Unlike CWD’s service area, where the sandy soil soaks up the water and the runoff to the Salton Sea is underground, the farmers in IID’s service area must work with soil that does not allow the water to seep in quickly. Tailwater is the natural result.
(Now to the point:
Interior has not limited IID’s tailwater use for over seven decades . . . all parties . . . were well aware of IID’s customary irrigation practices.
)
IMPERIAL REPRISE
All the same, I can get across whenever I want.

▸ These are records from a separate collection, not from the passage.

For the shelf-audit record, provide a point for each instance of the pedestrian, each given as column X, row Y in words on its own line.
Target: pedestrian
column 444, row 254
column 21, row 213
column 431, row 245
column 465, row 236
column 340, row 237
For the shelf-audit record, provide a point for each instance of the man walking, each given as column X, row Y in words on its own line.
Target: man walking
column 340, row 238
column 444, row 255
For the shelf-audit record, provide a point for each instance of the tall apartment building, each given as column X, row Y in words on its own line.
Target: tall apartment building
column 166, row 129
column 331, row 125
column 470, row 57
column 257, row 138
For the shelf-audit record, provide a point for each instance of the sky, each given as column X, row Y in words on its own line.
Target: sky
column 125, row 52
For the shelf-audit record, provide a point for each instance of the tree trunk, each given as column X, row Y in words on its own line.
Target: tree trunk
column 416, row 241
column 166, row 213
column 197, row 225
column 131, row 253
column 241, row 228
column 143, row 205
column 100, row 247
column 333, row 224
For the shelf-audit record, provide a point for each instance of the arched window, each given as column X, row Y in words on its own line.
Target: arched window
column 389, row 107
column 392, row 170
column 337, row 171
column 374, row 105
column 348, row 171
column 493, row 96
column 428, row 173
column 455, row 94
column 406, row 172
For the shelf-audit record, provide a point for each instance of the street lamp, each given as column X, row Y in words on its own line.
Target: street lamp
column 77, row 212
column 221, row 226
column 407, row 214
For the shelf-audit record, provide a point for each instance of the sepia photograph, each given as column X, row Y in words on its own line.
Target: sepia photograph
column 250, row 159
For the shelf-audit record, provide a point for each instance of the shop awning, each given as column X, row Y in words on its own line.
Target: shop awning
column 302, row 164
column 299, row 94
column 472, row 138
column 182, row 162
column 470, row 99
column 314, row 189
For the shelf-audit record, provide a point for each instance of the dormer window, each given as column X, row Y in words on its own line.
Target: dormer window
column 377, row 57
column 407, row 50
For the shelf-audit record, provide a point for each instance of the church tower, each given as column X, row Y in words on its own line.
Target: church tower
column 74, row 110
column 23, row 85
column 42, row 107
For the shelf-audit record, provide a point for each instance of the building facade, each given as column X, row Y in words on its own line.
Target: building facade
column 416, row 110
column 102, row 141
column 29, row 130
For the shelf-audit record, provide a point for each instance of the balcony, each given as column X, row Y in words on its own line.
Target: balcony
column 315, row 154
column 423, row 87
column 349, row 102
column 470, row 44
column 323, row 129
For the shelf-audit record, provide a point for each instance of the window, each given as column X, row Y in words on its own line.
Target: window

THE BROAD STREET WELL (1854)
If that’s so, what could be less relevant than any official borderline? It’s easy to say that Northside is richer than Southside; more graphically, that Northside is to Southside as San Diego is to Tijuana: foggy to smoggy, clean to dirty, spacious to crammed, gridded to mazed, silent to loud, expensive to cheap—all such oppositions being relative, of course, TJ being much more expensive than Mexicali and, in Centro, many of the prices nearly equal San Diego’s; but that raises up one more opposition: Southside, many things are negotiable; Northside, they often are not. I’ve stayed in that San Diego Travelodge half a dozen times now, and in both senses it stinks. The rooms are grubby and damaged; the doors don’t lock; flies drift over the courtyard, and now it costs me a hundred dollars. What can I do about it? A tip’s not going to make anybody fix my room. In sum, if we zoom in on Northside, we can see such gross variations in moneyscape topography as the following: Within Brawley’s zip code 92227, which would seem to be an awfully discrete location, the postal carrier route C003 (West Allen Street, De Anza Place and environs) boasts an average estimated income of $80,595, while carrier route COO2 (North First Street, North Imperial Avenue, and so on) in the very same zip code presents an income of $22,692. Where is the money-line? Couldn’t it be that Imperial is comprised of as many sub-shapes as that abandoned car’s windshield over there, shattered into powder? One prominent information designer would certainly expect this or any book to convey
a sense of
average
and of
variation
about that average—the two fundamental summary measures of statistical data.
I agree with him; I want to know whether the variation about the average is so great that aggregating Imperial into “Northside” and “Southside” is meaningless.